The pitch for Maps’ as ‘minor-key’ where ‘tear-stained notes of piano, organ, and guitar veer along elliptical orbits as a soft-whisper lilt of Ekin’s voice narrates more by emotive decree than by literary couplet’ is but a flavour.

The album is largely inspired by her first winter on an island in the Sea of Marmara, away from the hustle and bustle of Istanbul, Maps is a completive work that reflects on experiencing silence and isolation. It’s relatable, and as is so often the case, in the personal lies the universal.

Isolation is not necessarily geographic, and distance doesn’t need to be great (the Sea of Marmara lies within the greater metropolitan umbrella of Istanbul) to have an effect on the psyche. Distance also needn’t be geographic: there’s no distance more isolating than emotional distance. It’s immeasurable, impossible to quantify, but manifests as a relentless ache, a sense of emptiness that sits in the gut and echoes around the chamber of the chest cavity. Mere inches in physical terms count for nothing when there’s that separation, and it grows to a pulling desperation, a gap that can’t be bridged. So close, and yet so far… just out of reach. There’s no-one to turn to, nowhere to go. Because you’re alone. And there are no words. Maps charts a journey through inner space, its hesitant notes representing the hesitant steps into unknown territory, alone.

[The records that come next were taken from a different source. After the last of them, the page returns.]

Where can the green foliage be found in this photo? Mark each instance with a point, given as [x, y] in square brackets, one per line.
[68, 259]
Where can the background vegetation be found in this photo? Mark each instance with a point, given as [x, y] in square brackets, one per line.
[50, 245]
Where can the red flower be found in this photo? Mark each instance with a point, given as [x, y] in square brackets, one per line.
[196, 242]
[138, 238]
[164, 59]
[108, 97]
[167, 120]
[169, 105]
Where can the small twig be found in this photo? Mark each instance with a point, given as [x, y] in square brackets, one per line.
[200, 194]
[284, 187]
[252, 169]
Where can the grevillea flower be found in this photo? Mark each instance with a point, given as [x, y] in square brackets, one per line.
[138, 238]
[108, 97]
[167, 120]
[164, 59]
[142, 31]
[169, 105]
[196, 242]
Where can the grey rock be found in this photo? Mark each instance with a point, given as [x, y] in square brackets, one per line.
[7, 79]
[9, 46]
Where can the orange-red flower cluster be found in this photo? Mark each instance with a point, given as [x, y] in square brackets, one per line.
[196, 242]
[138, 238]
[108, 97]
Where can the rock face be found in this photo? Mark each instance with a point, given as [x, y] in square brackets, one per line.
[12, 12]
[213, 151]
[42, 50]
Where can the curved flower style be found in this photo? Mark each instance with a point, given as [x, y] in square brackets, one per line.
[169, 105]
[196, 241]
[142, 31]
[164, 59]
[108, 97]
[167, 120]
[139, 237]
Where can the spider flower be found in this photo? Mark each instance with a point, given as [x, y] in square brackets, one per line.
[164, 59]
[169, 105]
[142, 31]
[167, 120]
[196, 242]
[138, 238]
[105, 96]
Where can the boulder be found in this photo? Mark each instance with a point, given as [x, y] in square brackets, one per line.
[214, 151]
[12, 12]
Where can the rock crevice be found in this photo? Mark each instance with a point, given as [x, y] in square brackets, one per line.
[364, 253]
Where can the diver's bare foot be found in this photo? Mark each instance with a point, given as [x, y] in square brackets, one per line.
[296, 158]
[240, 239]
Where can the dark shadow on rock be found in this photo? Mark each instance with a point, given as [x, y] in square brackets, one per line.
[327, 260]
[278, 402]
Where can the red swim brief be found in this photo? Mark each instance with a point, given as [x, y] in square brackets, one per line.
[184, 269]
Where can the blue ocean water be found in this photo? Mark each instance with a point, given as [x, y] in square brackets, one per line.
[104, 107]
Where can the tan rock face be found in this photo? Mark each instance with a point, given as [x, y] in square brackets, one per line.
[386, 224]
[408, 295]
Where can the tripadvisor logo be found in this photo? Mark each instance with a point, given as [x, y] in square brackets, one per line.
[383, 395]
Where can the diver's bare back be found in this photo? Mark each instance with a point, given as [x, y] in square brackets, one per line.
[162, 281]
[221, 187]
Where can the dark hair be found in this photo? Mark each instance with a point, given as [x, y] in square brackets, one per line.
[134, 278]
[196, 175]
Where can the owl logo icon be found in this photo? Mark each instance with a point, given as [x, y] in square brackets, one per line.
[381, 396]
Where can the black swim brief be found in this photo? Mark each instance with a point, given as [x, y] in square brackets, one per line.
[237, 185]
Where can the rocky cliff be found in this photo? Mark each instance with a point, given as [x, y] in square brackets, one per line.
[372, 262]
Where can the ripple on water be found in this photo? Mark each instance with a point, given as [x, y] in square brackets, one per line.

On Maps, there are no words: this is the language of sound which communicates the message in its entirety. The warm-tones and sparse arrangements define the atmosphere of Maps. Fuzzy-edged guitar notes hanging in rarefied air for an eternity allude to Fil’s delicate, understated approach. Her music is sparse yet warm, delicate yet rich.

It’s a remarkably quiet, soft, understated work. It isn’t that nothing happens, but that evens unfurl discreetly, subtly, solely, with a certain delicacy. Organ wheezes as feedback whines on ‘Away’, while on the majority of the compositions, it’s a soft, echo-soaked piano that provides the main focus for this hushed, sparse song sequence which drifts together to create a very natural flow.

Maps doesn’t offer a direct route from A to B. But it does remind that the map is not the territory, and that the geographical terrain is not the mental space.